Along the way there were some interesting ideas for reforming the way Parliament dealt with EU issues - a specialised EU question time, and far stronger scrutiny of European directives, and the proposal for a rolling opt out, under which any newly elected government in any EU member state would have the right to pull its country out of EU policies with which it disagreed - withdrawing from the Schengen open borders agreement might be one example.

And she also took a swipe at Britain's representatives in Europe, both officials and elected MEPs, for "going native" - and even speaking with a "weird half French, half German accent".

The group has some official support - the Foreign Secretary, William Hague, wrote a foreword to its policy review - and Ms Leadsom believes it has come up with proposals which, if accepted, could reconcile British voters to remaining in the EU. And it provides an alternative to the heady appeal of the vocal Conservative lobby which wants Britain out - preferably by next Tuesday. That could explain one of the undercurrents of the discussion; the number of Conservatives who veered between semi-agreeing and wondering whether they were really being fobbed off, just when they feel they're winning the argument.

Labour and the Lib Dems were pretty much bystanders in what was essentially an internal Conservative discussion. The Labour shadow minister Emma Reynolds amused herself by highlighting Tory divisions (while rebuffing attempts to find out whether Labour now supported a referendum on EU membership) but the real interest was the interplay between Tories who want Britain out; Tories who want renegotiation; and between old guard Tory euro-sceptics who regard the new kids on the block as a bit naive and new-wave Tory backbenchers who're impatient with those they regard as fixated on abstruse constitutional issues.

Some implied that Fresh Start were labouring to produce yesterday's vision of tomorrow - a reform option which might have looked attractive five years ago, but which had now been overtaken by President of the EU Commission Jose Manuel Barroso's call for more federalism, at last week's sitting of the European Parliament.

Others, including the Maastricht veteran, Bill Cash, simply didn't believe that the EU would be prepared to give Britain what it wanted - to which the retort was that the current crisis gave Britain a lot of leverage, and that the EU needed Britain more than Britain needed the EU, so there was plenty of scope for negotiation. There was some interesting tactical advice from the Conservative former cabinet minister, Peter Lilley, who suggested Britain should approach rolling back EU powers in the same way as the Commission approached extending them - with salami tactics.

But he thought the key battle would be to overturn the acquis, the long-standing doctrine that once the EU acquired competence over a policy area, it was never relinquished. If Britain could establish a precedent for clawing back powers, that would enable more powers to be repatriated in future.

Meanwhile, Peter Bone, who wants Britain out of the EU, thought that the Conservatives should promise a referendum on any renegotiated membership package - and give voters the option of withdrawal at the same time. That, he said, would win back voters from UKIP and restore Tory fortunes.

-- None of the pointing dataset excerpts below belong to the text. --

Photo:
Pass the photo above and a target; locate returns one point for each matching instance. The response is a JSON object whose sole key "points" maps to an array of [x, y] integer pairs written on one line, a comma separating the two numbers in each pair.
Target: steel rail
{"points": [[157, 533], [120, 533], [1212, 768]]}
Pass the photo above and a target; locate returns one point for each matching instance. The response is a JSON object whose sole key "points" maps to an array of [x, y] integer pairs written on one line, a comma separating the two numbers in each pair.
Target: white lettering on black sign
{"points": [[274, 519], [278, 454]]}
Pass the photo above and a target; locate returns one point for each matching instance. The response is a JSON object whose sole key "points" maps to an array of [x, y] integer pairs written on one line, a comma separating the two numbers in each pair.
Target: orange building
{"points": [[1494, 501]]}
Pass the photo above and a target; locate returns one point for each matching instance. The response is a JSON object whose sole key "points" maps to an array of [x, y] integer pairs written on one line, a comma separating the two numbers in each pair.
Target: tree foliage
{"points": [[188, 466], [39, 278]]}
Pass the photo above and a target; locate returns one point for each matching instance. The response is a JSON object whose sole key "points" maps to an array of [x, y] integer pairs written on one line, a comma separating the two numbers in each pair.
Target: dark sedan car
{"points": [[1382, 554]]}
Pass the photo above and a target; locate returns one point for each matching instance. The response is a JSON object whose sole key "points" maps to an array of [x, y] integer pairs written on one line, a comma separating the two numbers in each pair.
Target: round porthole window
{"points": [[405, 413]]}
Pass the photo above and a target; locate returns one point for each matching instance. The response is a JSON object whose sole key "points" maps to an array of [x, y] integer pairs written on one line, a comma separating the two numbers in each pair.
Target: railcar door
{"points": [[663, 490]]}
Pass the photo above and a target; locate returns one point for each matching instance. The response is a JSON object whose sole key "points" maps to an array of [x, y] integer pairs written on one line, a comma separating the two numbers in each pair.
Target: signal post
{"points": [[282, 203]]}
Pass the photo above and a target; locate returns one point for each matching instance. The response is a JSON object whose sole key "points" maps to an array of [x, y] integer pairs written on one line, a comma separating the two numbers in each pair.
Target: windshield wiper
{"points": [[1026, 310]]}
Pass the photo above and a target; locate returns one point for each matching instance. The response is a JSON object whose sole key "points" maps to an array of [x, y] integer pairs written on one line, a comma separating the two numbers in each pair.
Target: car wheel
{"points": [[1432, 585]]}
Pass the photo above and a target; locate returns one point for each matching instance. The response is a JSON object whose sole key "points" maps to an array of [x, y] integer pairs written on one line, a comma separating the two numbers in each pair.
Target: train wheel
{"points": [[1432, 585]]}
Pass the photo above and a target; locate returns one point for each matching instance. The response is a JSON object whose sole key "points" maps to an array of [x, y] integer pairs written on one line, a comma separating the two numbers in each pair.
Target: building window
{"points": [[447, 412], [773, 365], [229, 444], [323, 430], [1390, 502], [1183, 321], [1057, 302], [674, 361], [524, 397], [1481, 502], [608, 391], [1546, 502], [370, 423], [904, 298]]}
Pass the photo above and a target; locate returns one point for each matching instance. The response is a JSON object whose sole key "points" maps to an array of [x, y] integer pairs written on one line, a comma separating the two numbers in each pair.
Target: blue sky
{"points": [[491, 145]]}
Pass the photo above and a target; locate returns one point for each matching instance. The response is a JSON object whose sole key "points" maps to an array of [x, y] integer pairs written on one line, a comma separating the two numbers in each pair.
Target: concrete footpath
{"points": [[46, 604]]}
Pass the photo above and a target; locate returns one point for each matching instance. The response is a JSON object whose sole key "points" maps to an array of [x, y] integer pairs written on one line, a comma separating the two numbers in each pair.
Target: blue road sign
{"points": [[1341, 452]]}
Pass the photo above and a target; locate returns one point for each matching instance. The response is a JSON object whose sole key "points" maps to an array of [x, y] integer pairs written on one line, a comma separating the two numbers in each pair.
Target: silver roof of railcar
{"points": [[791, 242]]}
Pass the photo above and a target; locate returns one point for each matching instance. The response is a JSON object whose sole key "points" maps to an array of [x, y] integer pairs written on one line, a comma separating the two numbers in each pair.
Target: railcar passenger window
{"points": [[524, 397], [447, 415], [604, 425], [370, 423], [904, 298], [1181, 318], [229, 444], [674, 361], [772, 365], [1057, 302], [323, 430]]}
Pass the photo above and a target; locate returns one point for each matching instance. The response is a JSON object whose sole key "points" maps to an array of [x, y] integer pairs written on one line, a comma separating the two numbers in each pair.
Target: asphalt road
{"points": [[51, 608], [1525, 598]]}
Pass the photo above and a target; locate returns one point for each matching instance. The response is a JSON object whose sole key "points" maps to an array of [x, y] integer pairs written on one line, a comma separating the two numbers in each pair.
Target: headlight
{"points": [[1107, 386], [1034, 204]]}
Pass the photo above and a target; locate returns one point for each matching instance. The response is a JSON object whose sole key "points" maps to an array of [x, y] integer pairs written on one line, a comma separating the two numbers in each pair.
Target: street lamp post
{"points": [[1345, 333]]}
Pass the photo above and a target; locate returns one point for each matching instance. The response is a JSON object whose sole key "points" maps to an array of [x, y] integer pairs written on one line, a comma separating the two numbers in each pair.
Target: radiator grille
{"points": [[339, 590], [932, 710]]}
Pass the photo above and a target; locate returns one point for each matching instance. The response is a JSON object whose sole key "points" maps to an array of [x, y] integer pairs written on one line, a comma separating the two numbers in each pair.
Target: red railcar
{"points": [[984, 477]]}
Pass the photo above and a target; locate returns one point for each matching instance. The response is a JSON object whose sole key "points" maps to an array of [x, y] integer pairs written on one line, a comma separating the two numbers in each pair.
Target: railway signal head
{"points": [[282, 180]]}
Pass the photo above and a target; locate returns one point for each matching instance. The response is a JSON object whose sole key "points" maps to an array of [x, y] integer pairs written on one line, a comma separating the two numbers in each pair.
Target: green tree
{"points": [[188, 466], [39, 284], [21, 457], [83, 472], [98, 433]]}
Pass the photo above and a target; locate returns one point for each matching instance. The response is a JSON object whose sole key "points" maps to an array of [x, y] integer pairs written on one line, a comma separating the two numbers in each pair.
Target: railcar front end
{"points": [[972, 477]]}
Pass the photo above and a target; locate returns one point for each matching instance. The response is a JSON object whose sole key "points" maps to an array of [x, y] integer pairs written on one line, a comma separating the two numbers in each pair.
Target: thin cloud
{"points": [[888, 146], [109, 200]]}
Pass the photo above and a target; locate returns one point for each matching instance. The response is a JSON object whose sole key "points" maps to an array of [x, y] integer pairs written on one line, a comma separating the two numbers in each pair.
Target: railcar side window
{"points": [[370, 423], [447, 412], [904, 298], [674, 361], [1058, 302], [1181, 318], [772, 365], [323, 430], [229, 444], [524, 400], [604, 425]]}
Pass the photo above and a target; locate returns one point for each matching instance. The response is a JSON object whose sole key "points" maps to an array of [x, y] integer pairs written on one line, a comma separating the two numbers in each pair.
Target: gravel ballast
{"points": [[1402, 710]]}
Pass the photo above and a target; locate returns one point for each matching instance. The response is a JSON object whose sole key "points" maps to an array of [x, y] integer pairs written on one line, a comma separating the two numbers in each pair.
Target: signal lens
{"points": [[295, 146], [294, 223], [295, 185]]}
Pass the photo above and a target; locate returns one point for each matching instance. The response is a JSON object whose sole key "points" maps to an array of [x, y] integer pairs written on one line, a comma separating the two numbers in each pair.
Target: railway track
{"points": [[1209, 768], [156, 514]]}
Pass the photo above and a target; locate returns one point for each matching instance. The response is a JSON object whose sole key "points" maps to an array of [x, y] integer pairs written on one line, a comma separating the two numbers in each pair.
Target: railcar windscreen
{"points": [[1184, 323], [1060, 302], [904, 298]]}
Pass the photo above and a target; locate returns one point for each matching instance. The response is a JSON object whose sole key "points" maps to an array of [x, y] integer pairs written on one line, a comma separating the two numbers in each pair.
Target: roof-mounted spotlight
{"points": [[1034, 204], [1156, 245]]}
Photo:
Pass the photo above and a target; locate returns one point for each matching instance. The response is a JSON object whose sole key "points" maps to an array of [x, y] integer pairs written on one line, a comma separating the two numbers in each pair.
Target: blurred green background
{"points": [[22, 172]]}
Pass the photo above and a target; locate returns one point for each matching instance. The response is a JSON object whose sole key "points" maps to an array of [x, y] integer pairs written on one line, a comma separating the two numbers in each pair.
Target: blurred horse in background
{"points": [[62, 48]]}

And David Nuttall, who chairs the parliamentary Better Off Out Group, predicted that the voters would never be given that option. He thought a referendum would be a choice between the status quo and modest reform of Britain's membership - an "in-in" rather than "in-out" choice. His answer was that voters who wanted Britain out should write the word "out" on their ballot papers, so the number of spoiled papers would indicate the support for withdrawal.

As one of her colleagues remarked, Ms Leadsom might have been a minister by now, but for her support for a motion calling for an EU referendum. Instead, she is opening a new front in the European conflict, with a policy prescription which falls short of leaving the EU - but which could still put the government in a difficult position, if they have to deliver, or at least promise to deliver, it.